A French-trained Egyptian/Greek/Lebanese chef married to a Korean and cooking delicious Mexican food – where else could this be but in Melbourne!
Elias Dib has a passion for cooking, and with all his influences – from classic French training and his Middle Eastern and Mediterranean family, to his wife’s Korean background and his world travels – it feels perfectly normal that he’s the Head Chef at Amigos Mexican restaurants in Melbourne. The much-loved menu is Mexican-inspired, meaning Elias likes to serve up traditional favourites with a twist – like burritos with coconut curry sauce or nachos with barbecued prawns and scallops.
Where did you grow up?
“The world’s most liveable city – Melbourne! Melbourne has such a diverse mix of cultures and food; it was exactly where I needed to be.”
When did you realise you wanted to be a chef?
“It actually wasn’t until I started working at the Windsor hotel at the age of 18. I was inspired watching all the chefs, the creativity they put into the dishes they created and the buzz that came with it.”
Is there one dish you still struggle to get right?
“In short – no. I generally don’t follow recipes. I prefer to create my own based on what I’ve learnt over the years, my extensive travels overseas and dining out at many of Melbourne’s best restaurants.”
What does it take to be a successful chef?
“Having a passion for what you do. Being creative. Using fresh ingredients. Being prepared to work hard.”
Worst job you have ever had?
“It would probably have to be the door-to-door sales job selling encyclopaedias at the age of 16. Having said that, I may never have discovered that a career as a chef was for me if I hadn’t done what I didn’t enjoy to work out what really did inspire me.”
What is your signature dish?
“Seafood honey mustard fajita. It’s a French-based dish, obviously Mexican-inspired, but it’s pretty safe to say that you wouldn’t be able to find it anywhere else in the world.”
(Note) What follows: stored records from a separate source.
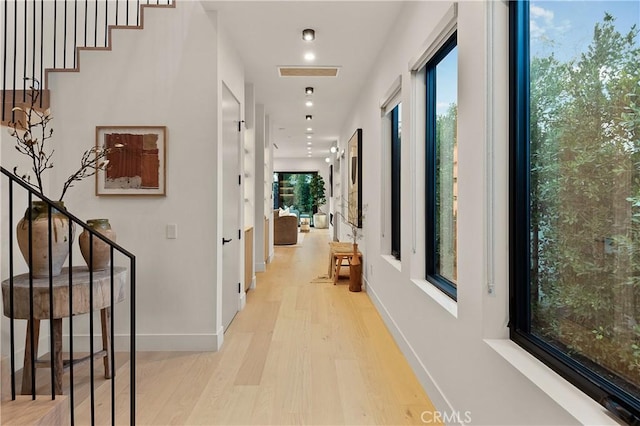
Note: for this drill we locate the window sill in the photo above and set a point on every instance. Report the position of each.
(584, 409)
(393, 261)
(438, 296)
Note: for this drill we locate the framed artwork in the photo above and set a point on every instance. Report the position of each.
(137, 160)
(354, 175)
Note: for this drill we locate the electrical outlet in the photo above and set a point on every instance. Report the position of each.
(172, 231)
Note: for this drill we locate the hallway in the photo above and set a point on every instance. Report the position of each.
(303, 351)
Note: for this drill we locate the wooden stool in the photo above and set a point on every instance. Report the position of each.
(61, 295)
(336, 249)
(340, 258)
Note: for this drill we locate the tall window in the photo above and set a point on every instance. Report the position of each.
(575, 193)
(396, 129)
(442, 168)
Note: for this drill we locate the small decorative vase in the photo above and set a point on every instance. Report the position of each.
(38, 215)
(101, 257)
(355, 274)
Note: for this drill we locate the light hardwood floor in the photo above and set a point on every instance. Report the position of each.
(303, 351)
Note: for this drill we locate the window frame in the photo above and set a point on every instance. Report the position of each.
(396, 188)
(618, 401)
(431, 181)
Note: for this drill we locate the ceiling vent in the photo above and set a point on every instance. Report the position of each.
(308, 71)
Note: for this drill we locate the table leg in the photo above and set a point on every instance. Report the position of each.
(105, 316)
(33, 328)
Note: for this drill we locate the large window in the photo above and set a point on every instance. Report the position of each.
(396, 130)
(442, 168)
(575, 193)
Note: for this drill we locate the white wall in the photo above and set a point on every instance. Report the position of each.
(169, 74)
(448, 346)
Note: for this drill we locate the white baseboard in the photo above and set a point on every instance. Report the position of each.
(242, 301)
(425, 378)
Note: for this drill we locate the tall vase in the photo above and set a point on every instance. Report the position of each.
(101, 257)
(355, 275)
(38, 216)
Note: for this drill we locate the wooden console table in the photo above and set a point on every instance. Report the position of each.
(80, 305)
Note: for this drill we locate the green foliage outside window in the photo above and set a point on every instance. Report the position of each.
(585, 202)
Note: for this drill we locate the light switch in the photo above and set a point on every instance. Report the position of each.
(172, 231)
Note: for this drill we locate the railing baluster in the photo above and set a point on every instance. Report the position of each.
(33, 50)
(106, 22)
(4, 61)
(55, 31)
(95, 26)
(11, 301)
(91, 349)
(42, 47)
(15, 54)
(86, 10)
(24, 64)
(112, 303)
(75, 34)
(132, 363)
(64, 39)
(31, 326)
(51, 332)
(71, 387)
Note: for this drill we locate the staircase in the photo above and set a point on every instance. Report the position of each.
(39, 37)
(42, 36)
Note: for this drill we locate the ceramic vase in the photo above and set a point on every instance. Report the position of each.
(38, 216)
(100, 259)
(355, 274)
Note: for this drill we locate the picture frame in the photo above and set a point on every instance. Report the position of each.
(137, 161)
(354, 178)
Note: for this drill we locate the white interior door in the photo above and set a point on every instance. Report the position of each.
(232, 197)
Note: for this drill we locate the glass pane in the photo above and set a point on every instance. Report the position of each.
(447, 166)
(396, 130)
(585, 183)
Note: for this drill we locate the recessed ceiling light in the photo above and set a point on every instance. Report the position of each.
(308, 34)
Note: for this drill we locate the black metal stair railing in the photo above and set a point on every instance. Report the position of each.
(44, 34)
(55, 361)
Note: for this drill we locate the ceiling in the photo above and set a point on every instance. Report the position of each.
(268, 34)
What is unique about your restaurant?
“I think we have created something truly unique in the Melbourne market in terms of Mexican food and beverages. Our food draws on my partner’s Korean background, my formal training in French cuisine and background in Italian, fine dining and international cookery. So the end product really is Mexican-inspired with influences from around the globe.”
What is the chef serving in heaven?
“Amigos’ chicken and honey seeded mustard signature burritos!”
What is the most bizarre dish you have ever tried?
“I wouldn’t really call it a dish, but the most bizarre thing I have tried was dried, spiced cockroaches in Vietnam. I generally will try anything in my travels but I think that was the most daring…it really was “hard to swallow”.”
What is one question people are always asking you?
“’Why Mexican and you’re Egyptian?’ And I suppose my answer is always the same, that 80% of Melbourne’s Italian restaurants are Lebanese. Being a mix of Egyptian/Greek/Lebanese myself and my partner being Korean, with a Mexican restaurant in Melbourne - it makes perfect sense in this culturally-diverse city”
What is your biggest food indulgence?
“My mum’s traditional Mediterranean home cooking and my mother in-law’s amazing home Korean. I draw a lot from both in my cooking. Especially when it comes to the generosity of the servings!”
How do you have your coffee?
“Strong latte and occasionally a hot glass of milk with honey.”
What ingredient are you obsessed with right now?
“One of the basics - fresh coriander. It has always been one of my favourite fresh herbs.”
Which three people would to invite to a dinner party?
“Mohammed Ali, Pope John Paul and Barack Obama.”
What is your best tip for home cooks?
“Source fresh ingredients and don’t be afraid to add your own personal touch to any recipe.”